The Algarve in Portugal is rather different from the rest of Europe in several ways. The January temperature often reaches more than 20 degrees, bathing the undulations of the picturesque landscape in sunlight and the pinkish tinge of almond blossom. The climate and setting remain thoroughly agreeable at the current time in March, as the leading women's international football teams step up their preparations for the forthcoming FIFA Women's World Cup China 2007 . On the eve of the third-place play-off against France, the Sweden squad were greeted by glorious sunshine, blue skies and a pretty stiff Atlantic breeze when the players appeared for morning training at the Hotel Montechoro sports complex.
The clutch of onlookers who had picked their way through the unwieldy maze of paths to the facility found the team in relaxed and upbeat mood. Their number included Sweden U-21 supremo and former senior coach Marika Domanski-Lyfors, who dropped by in the course of a morning stroll.
Despite the previous day's 3-2 defeat to the USA , the players visibly enjoyed the workout on the meticulously manicured turf. Sweden Women's Player of the Year Lotta Schelin , carrying a minor knock from the previous day's clash, performed a solo session involving shooting practice from the edge of the penalty area and first-time shots within the six-yard box, while the remaining players shook any remaining tiredness from their legs in a gentle practice match. At the end of the workout, coach Thomas Dennerby and his players took questions from one or two reporters, before Dennerby and Schelin were last off the pitch and back into the hotel where the team had already sat down to lunch.
Shopping and shooting
The Norway squad took over the neighbouring training pitch in the afternoon to work on their finishing, but a handful of the Swedes seized the opportunity of an afternoon off to head for the shops. Schelin, Hanna Marklund, keeper Caroline Jönsson and the rest of the group reappeared at the team hotel in the early evening flaunting the evidence of success - a shopping bag or two. The entire Italian party spent an hour of the day ahead of a daunting seventh-place play-off against reigning world and European champions Germany on a stroll in the streets and alleyways of central Albufeira, paying special attention to a local sports shop.
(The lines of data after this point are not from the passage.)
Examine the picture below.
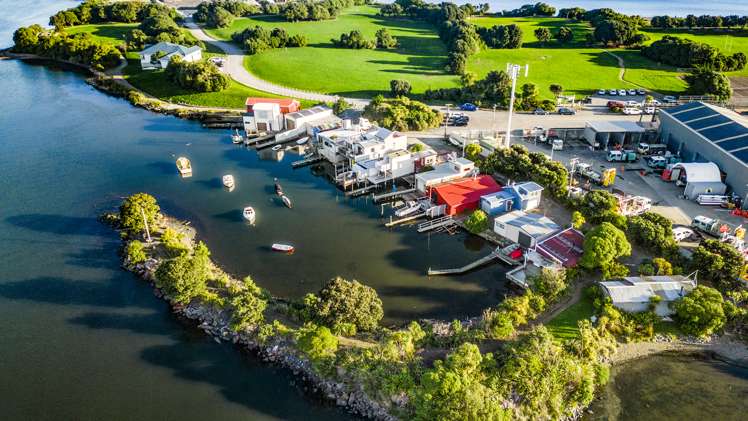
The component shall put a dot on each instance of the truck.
(622, 156)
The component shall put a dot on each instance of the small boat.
(184, 166)
(236, 137)
(228, 181)
(285, 248)
(410, 208)
(249, 214)
(286, 201)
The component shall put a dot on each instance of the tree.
(701, 312)
(556, 89)
(317, 342)
(564, 35)
(477, 222)
(400, 88)
(136, 207)
(342, 301)
(603, 245)
(709, 82)
(385, 40)
(543, 34)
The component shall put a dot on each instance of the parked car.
(682, 233)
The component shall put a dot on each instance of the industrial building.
(701, 132)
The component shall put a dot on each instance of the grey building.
(702, 132)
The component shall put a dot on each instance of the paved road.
(235, 68)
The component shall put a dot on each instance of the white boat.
(286, 201)
(236, 137)
(228, 181)
(249, 214)
(285, 248)
(184, 166)
(410, 208)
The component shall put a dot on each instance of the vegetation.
(402, 114)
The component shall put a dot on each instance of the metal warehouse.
(706, 133)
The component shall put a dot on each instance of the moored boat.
(184, 166)
(228, 181)
(285, 248)
(249, 214)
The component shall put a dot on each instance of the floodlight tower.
(513, 71)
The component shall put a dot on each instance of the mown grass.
(320, 67)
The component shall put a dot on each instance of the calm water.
(673, 387)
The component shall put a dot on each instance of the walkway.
(235, 68)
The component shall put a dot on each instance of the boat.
(410, 208)
(249, 214)
(228, 181)
(184, 166)
(236, 137)
(285, 248)
(286, 201)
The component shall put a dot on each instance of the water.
(673, 387)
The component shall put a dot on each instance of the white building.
(443, 173)
(634, 294)
(524, 228)
(157, 56)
Over at the Danish team hotel, coach Kenneth Heiner-Moller was to be found patiently explaining for the umpteenth time to a gaggle of Chinese TV crews how his side had pulled off a surprise passage into the Final. The media marathon finally came to an end at around 9 pm, Heiner-Moller issuing a brief greeting to Michael Kald as the Finland coach made his way across the lobby, before the Denmark chief turned his undivided attention to the following day's Final against the Americans, the team everyone wants to avoid for as long as possible at China 2007.
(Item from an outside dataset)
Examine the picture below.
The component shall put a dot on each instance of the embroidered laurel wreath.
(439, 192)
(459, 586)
An hour or so away by car, not far from the Spanish border in Vila Real de San Antonio, Germany were recovering from the shock of two defeats in a row with a win against those very same Danes. Another familiar face was spotted here at the stadium adjacent to the lighthouse, as retired senior coach Tina Theune-Meyer, currently in Portugal on private business, made a detour to cast an eye over her former charges.
Theune-Meyer had ample opportunity to work on her hobby as an amateur photographer during the match, before taking to the pitch and personally greeting Renate Lingor and Co, veterans of her time at the helm. Then it was across to a comfortably familiar place on the bench for a few minutes in conversation with her successor and former assistant Silvia Neid - just one of many colourful episodes typical of the long-running tournament.